I was driving home on my lunch break when a big SUV started tailgating me. I understand tailgating in certain situations. Some people go below the speed limit and need a little coaxing to get going. But I usually go at least five over the speed limit or thereabouts. I was going 40 on a 35 like a normal person and this guy was right on my butt so I did what I normally do. I slowed down just to be an ass about it.
This usually works. A lot of people don’t even realize they’re tailgating so when you slow way down they get the picture and snap out of it. It’s like a reverse tailgate. But this guy wasn’t putting 2+2 together. He just stayed right behind me. He leaned one arm outside his window and tapped the side of his car like nothing was happening, all casual like.
About halfway home he turned down a side street. He had one of those ironic marathon bumper stickers that says 0.0 instead of 26.2 or 13.1. I then became conflicted because I think those stickers are sort of funny. I didn’t want to like this guy because he’d just spent the last 10 minutes driving 12 feet from my back bumper. I thought he would have some vanity license plate or one of those family bumper stickers where there’s one cartoon character for every family member as a character from Harry Potter. I hate those things. But he drove by and I couldn’t pick out anything I didn’t like. He was just a normal dude.

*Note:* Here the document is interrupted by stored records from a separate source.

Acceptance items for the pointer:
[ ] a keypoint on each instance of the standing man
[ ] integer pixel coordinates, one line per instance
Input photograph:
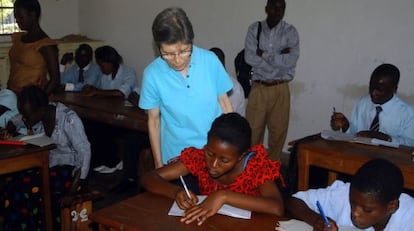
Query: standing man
(273, 64)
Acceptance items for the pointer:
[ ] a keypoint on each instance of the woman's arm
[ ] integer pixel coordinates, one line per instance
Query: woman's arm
(50, 54)
(154, 135)
(225, 103)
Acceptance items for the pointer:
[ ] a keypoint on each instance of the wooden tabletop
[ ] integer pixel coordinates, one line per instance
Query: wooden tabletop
(109, 110)
(149, 212)
(346, 157)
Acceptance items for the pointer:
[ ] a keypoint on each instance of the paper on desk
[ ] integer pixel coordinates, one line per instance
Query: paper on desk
(40, 140)
(340, 136)
(297, 225)
(227, 210)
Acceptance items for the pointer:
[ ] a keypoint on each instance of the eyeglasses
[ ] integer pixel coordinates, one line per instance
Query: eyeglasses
(181, 54)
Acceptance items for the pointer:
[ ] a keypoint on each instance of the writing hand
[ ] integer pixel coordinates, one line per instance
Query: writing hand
(320, 225)
(285, 50)
(206, 209)
(183, 201)
(339, 121)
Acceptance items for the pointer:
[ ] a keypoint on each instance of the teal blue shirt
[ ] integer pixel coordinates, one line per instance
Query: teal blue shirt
(187, 105)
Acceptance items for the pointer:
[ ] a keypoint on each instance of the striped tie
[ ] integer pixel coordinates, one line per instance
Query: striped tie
(375, 122)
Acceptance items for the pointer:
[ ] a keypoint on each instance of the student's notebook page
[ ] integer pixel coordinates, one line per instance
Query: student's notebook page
(340, 136)
(297, 225)
(227, 210)
(40, 140)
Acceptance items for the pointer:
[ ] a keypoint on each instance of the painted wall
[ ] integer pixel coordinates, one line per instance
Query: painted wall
(341, 42)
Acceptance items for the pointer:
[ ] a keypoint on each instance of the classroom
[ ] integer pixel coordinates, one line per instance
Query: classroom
(341, 42)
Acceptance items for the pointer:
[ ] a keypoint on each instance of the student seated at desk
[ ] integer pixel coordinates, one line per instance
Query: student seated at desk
(83, 72)
(116, 80)
(228, 171)
(72, 153)
(8, 106)
(381, 114)
(372, 201)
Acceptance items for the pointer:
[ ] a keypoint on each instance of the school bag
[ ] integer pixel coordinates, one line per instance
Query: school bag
(243, 69)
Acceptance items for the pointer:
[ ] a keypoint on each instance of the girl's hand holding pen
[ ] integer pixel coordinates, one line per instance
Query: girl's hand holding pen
(183, 201)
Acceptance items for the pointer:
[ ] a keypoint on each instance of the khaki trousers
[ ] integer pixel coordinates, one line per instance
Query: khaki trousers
(269, 106)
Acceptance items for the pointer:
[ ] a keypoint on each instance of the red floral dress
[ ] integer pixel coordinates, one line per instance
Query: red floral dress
(259, 168)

I got home and went to the stove to make lunch. I saw little black dots moving around on the stove. I took a closer look. They were ants. Ants everywhere. Ten ants. Twenty ants. I smashed them with my hand. I pulled out the stove to look underneath but I couldn’t find where they were coming from. I bent down and then stood up too quick and smacked my head on the microwave. I thought I had a concussion. I got a little dizzy. I texted my wife and said “Honey, I smacked my head on the microwave. I hope I don’t have a concussion.”